Sonuçta neresinden bakılırsa bakılsın, ekonomi, ticaret, enerji, turizm
alanlarında muazzam bir yoğunlaşma yaşanıyor iki ülke arasında. Tabii
Türkiye’nin 2.5 milyar dolara mal olan S-400 hava savunma sistemleri alımıyla
savunma sanayiinin de bu ilişkilerin envanterine girdiğini yeni ve stratejik
bir faktör olarak eklemeliyiz.
*
Gelgelelim ilişkilerde bu yoğunlaşma
yaşanırken, Putin’in Erdoğan’la çalışma ilişkisini anlatırken ifade ettiği
iki tarafın farklı düşündükleri, zıt düştükleri konular da var, özellikle
bölgesel krizler, anlaşmazlıklar anlamında...
Bunların başında Suriye geliyor. Özellikle
İdlib’le ilgili görüş ayrılıkları Türkiye ile Rusya arasında 2020’nin başında
ciddi bir krize yol açmıştır. Buna neden olan olaylar geçen şubat ayında Esad ordusunun İdlib’deki M-5 otoyolunu
muhaliflerden geri almak için başlattığı harekât sırasında yaşanmıştır. Rusya,
rejim ordusuna savaş uçaklarıyla kuvvetli bir destek vermiştir. Türkiye de
rejimin ilerleyişini durdurmaya çalışan silahlı muhalif grupları desteklemek
üzere askeri gücünü sahaya sürmüştür. Bu durum Türkiye ile Rusya’yı
Serakib’deki çatışma hattında karşı karşıya getirmiştir.
27 Şubat tarihinde M-4 otoyolunun 10 kilometre kadar güneyindeki Balyun’da
34 Türk askerinin şehit olduğu hava saldırısının Suriye ve Rus savaş uçakları
tarafından birlikte gerçekleştirilmiş olması, Türk-Rus ilişkileri bakımından
neresinden bakılırsa bakılsın çok ağır bir hadisedir ve bu ilişkilerin tarihine
geçmiştir.
Bu hadiseyi Cumhurbaşkanı Erdoğan’ın saldırının yarattığı sıkıntılı ortamda 5
Mart tarihinde Moskova’ya yaptığı ziyaret ve burada varılan mutabakat
izlemiştir.
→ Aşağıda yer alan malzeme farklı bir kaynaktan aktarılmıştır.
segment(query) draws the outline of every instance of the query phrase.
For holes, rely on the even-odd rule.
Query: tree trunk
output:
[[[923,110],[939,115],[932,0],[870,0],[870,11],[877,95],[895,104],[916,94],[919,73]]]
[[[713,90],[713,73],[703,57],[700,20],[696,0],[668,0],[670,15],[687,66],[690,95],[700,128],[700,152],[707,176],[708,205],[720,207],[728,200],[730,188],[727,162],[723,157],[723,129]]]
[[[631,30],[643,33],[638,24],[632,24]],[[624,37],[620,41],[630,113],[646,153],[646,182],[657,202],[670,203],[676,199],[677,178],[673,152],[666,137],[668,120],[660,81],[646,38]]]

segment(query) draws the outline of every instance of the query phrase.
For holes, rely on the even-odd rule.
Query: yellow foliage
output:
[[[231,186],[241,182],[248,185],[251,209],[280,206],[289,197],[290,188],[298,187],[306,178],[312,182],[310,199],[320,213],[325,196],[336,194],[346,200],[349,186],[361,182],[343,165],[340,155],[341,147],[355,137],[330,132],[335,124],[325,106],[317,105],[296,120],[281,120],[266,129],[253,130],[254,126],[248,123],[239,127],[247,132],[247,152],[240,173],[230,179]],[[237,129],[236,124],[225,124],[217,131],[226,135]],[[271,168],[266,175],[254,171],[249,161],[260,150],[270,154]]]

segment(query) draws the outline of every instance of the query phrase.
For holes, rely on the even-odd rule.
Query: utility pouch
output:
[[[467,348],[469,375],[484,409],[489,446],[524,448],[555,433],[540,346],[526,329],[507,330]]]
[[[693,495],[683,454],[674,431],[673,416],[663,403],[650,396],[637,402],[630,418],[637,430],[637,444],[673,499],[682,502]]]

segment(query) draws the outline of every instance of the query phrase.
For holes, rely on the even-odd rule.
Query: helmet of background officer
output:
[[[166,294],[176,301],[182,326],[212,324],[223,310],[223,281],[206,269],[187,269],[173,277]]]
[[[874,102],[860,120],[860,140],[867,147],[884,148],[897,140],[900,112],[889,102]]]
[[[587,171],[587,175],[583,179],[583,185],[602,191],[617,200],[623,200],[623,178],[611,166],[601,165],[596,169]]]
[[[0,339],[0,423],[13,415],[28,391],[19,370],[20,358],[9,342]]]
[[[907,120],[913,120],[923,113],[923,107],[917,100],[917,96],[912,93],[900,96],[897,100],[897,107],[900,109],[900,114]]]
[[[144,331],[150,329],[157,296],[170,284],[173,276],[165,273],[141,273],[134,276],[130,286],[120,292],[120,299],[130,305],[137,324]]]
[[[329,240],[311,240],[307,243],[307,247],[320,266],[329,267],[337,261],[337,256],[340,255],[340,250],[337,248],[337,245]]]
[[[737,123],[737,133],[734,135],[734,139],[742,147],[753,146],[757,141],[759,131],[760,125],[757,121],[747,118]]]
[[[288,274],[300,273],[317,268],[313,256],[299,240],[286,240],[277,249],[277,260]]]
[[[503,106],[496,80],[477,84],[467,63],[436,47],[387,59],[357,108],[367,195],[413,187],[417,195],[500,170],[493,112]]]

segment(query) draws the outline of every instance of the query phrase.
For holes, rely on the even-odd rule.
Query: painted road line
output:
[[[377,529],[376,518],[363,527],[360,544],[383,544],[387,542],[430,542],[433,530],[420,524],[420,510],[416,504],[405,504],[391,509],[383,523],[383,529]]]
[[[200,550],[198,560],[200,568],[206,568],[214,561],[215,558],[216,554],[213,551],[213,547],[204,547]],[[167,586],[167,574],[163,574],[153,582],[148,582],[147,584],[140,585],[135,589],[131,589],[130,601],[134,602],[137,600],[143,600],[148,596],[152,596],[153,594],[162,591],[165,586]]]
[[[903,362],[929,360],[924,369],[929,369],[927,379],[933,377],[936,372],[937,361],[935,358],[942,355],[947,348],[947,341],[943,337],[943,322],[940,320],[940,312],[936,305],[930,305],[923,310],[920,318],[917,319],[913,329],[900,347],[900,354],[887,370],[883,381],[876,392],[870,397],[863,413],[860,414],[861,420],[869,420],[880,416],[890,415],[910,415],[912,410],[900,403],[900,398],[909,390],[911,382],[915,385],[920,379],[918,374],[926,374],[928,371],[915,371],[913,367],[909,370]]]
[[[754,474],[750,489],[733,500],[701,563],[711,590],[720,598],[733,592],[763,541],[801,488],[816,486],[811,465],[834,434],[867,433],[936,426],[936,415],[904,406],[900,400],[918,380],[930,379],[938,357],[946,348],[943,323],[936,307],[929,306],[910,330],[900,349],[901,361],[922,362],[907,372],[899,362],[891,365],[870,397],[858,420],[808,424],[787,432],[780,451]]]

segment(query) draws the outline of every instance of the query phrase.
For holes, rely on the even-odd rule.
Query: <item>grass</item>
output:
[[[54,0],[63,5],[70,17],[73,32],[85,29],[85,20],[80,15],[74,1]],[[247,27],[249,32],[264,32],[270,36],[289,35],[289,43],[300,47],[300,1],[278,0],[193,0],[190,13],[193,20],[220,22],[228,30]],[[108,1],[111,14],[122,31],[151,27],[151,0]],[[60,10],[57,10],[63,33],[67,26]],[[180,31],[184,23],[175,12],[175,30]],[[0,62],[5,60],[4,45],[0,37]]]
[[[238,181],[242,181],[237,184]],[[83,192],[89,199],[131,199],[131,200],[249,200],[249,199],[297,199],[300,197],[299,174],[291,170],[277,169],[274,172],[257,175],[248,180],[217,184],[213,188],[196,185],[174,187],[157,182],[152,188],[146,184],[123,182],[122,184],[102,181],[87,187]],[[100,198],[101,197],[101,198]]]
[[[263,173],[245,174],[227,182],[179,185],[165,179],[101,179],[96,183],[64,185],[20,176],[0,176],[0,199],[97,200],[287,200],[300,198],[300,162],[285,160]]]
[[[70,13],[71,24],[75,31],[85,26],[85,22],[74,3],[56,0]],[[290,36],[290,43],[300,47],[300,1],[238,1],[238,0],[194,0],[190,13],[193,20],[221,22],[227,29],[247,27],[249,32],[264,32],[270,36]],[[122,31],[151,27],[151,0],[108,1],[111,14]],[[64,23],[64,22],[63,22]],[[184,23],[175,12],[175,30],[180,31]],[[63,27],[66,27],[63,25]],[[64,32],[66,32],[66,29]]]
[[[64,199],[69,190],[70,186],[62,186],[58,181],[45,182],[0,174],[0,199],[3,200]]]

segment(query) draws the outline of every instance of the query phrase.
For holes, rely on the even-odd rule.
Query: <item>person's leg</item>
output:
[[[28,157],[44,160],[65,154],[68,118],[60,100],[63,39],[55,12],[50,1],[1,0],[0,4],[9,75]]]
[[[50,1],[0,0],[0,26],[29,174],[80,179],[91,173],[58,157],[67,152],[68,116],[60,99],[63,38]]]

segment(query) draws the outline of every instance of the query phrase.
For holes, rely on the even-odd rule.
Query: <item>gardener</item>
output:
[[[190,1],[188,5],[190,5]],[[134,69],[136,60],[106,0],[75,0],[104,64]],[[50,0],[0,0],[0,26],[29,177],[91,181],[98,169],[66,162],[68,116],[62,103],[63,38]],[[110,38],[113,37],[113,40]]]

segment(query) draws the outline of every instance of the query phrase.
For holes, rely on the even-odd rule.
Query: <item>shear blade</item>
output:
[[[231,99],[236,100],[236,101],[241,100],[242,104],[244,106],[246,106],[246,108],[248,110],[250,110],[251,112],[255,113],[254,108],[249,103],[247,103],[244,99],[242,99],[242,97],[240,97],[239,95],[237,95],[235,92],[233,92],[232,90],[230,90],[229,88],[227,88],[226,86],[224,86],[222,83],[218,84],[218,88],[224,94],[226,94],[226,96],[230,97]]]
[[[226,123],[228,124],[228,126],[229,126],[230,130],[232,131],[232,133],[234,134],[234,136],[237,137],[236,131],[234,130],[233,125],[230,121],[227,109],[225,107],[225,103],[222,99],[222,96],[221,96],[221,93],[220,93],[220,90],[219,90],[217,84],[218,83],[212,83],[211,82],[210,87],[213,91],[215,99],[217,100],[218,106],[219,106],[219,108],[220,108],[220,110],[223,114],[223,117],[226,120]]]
Balyun saldırısında ciddi bir krize giren ilişkiler, 5 Mart
Mutabakatı ile İdlib’in aslında rejim ile TSK kontrolü arasında fiilen ikiye
bölündüğü yeni bir statükonun şekillenmesiyle farklı bir zemine geçmiştir. Bu
kez TV ekranlarında Türk ve Rus askerlerinin M-4 otoyolu üzerinde ortak
devriyeye çıktıkları görüntüleri izlemeye başladık.
*
Tek başına Suriye dosyası bile Türkiye-Rusya ilişkilerinin paradokslara dayanan
yapısının çarpıcı bir yansımasıdır. Türkiye silahlı muhalefeti, Rusya ise
rejimi desteklemekte ama iki ülke bir taraftan da Astana formatında Suriye ile
ilgili işbirliği de yürütmektedirler.
Türkiye ile Rusya, Suriye’de hem işbirliği
yapıp hem de karşı karşıya gelirken, Libya cephesinde daha çok çatışma
halindedirler. Rusya, Libya’ya gönderdiği Wagner grubuna bağlı paralı askerler
üzerinden iç savaşta ağırlığını Halife Hafter’nin
kazanması yönünde koymuştur. Türkiye de BM’nin tanıdığı Ulusal Uzlaşı Hükümeti’ni
ayakta tutmak için sahaya askeri açıdan müdahalede bulanarak, Hafter’in kazanmasının önüne set çekmiştir.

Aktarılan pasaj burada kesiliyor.